We cannot believe that the American people are about to succumb to the gospel of indifference. In some Oriental lands man has long ago ceased from much strife with nature or affairs. He began by subduing the earth to his needs; he has ended by suiting his needs to her voluntary bounty or parsimony. He accepts the seasons, the social and political state that may be, the life that is offered. He anticipates neither evil nor good; he limits his disappointments by curtailing his risks. What is to be will be; he has adopted the weary gospel of Solomon. You may see any spring day, outside the walls of Damascus, the daughters of that damp and ancient city seated on the ground by the swift-flowing Abana, veiled and motionless images, wrapped in voluminous mantles, without other occupation (in that land where it is scarcely worth while to be a woman) than to wait hour after hour, in vacuous contemplation, while the stream hurries on, and the sun shines, and the desert wind shakes down the blossoms of the mish-mish. It is a type of the Oriental placidity.
We in America are not yet so weary; we are unwilling to surrender. New-comers in the world, we are aggressive, inquisitive, and belligerent. We have the energy and combativeness of nature herself. In her springtime vigor a certain likeness to our present national condition may be fancied, — vast promise of wealth and material prosperity, with the attendant dangers of luxury and insolence, and misleading standards. It may be worth while, on this suggestion, to consider certain aspects of American life.
Juvenal, the great censor of Roman morals, says in his Tenth Satire, “The prayers that are generally the first put up and best known in all the temples are that riches, that wealth, may increase; that our chest may be the largest in the whole forum.” This was the state of devotion in Rome in the first century of our era. We do not suppose it was a new condition, and it is certain it did not pass away with the fall of the empire. We do not to-day pray aloud in our churches that we may have more United States bonds than our fellow-worshipers; but if prayer is the souls sincere desire, unuttered or expressed, we fear that the mighty petition daily going up from the American people was described by Juvenal. If it took the form of a cloud over Wall Street, over State Street, over our manufacturing and mining districts, and over a large portion of our agricultural regions, probably we should not see the sun oftener than once in seven days; perhaps it would be visible only on Sunday, between the hours of half past ten and twelve, through the smoked glass of the church windows.

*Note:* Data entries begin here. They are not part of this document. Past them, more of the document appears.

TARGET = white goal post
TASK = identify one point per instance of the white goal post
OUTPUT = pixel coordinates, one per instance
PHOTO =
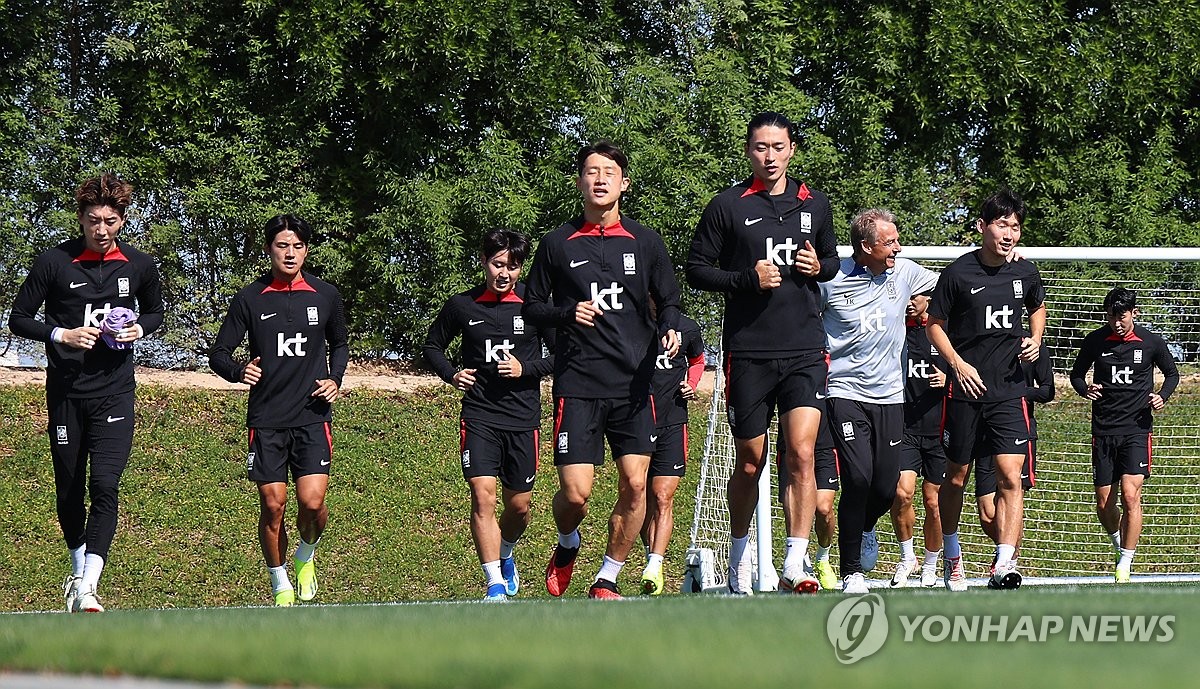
(1063, 540)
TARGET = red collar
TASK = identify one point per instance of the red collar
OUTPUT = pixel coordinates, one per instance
(756, 186)
(113, 255)
(594, 229)
(490, 297)
(298, 285)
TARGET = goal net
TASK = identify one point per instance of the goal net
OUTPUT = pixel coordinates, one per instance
(1063, 539)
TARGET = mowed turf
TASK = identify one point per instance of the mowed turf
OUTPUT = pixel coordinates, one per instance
(676, 641)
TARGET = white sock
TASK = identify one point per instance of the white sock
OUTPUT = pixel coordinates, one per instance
(610, 570)
(738, 549)
(653, 563)
(1005, 553)
(797, 547)
(77, 558)
(279, 579)
(569, 540)
(305, 550)
(93, 567)
(951, 545)
(1127, 556)
(492, 573)
(507, 549)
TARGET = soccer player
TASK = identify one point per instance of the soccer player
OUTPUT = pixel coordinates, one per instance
(765, 244)
(921, 453)
(593, 280)
(89, 377)
(502, 366)
(975, 322)
(298, 357)
(676, 379)
(1038, 390)
(864, 310)
(1122, 357)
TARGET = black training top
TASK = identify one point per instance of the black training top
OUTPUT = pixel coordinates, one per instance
(622, 268)
(983, 309)
(299, 330)
(744, 225)
(79, 287)
(1126, 370)
(492, 329)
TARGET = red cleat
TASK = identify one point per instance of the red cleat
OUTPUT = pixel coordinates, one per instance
(559, 569)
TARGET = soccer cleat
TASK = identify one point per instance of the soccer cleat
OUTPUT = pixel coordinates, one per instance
(559, 569)
(929, 574)
(798, 581)
(869, 552)
(306, 579)
(71, 591)
(286, 598)
(88, 601)
(1005, 576)
(604, 589)
(855, 583)
(511, 579)
(652, 582)
(1122, 574)
(826, 576)
(953, 575)
(739, 577)
(904, 569)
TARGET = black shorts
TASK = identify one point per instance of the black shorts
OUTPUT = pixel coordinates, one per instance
(303, 449)
(670, 457)
(490, 451)
(581, 426)
(985, 471)
(755, 387)
(1114, 456)
(925, 456)
(981, 429)
(865, 433)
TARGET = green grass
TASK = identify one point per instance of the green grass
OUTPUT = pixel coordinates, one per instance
(187, 532)
(675, 641)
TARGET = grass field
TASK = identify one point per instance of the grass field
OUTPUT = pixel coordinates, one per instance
(676, 641)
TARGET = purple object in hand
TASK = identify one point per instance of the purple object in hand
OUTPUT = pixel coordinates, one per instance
(117, 321)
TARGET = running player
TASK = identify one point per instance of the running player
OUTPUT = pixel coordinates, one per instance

To be rich is the universal aspiration: it is scarcely necessary to illustrate it, nor to dwell on it further than to mark our national tendency. We may leave moralizing on it to the pulpit and the secular press. As it is the most universal, so it is the earliest desire that seizes us; it largely determines our occupations, our choice of a profession. Society, teaching by example, lays it on us as a duty; it arranges, to a great degree, our marriages, and it is getting to postpone and forbid them. To this necessity we defer everything: we say we cannot afford to marry, we cannot afford to travel, we cannot afford to study, — as if we were to live on indefinitely, and should some time get leisure for our intellectual development. Our very schemes of education commend themselves in proportion as they are practical: the legislature will vote money to an institution if it can be shown that it will increase the material wealth of the state, but upon any question of adding to the intellectual and spiritual wealth there wouldn’t be a quorum. When we ask after the success in life of an acquaintance, and we are told he has done very well, what do we infer from the reply? That he has become a good man, a learned man, a useful man in his town and State; or that he has acquired a handsome property? Is our inquiry, “Whom did he marry?” usually anything more than a euphuism for “How much?” If we were told that she had beauty, all the graces, and a heavenly disposition, would we not burn to ask another question? When we hear that she has made “a good match,” the phrase has come to have such a technical meaning that we experience the same satisfaction we have in reading the stock report of a rising market.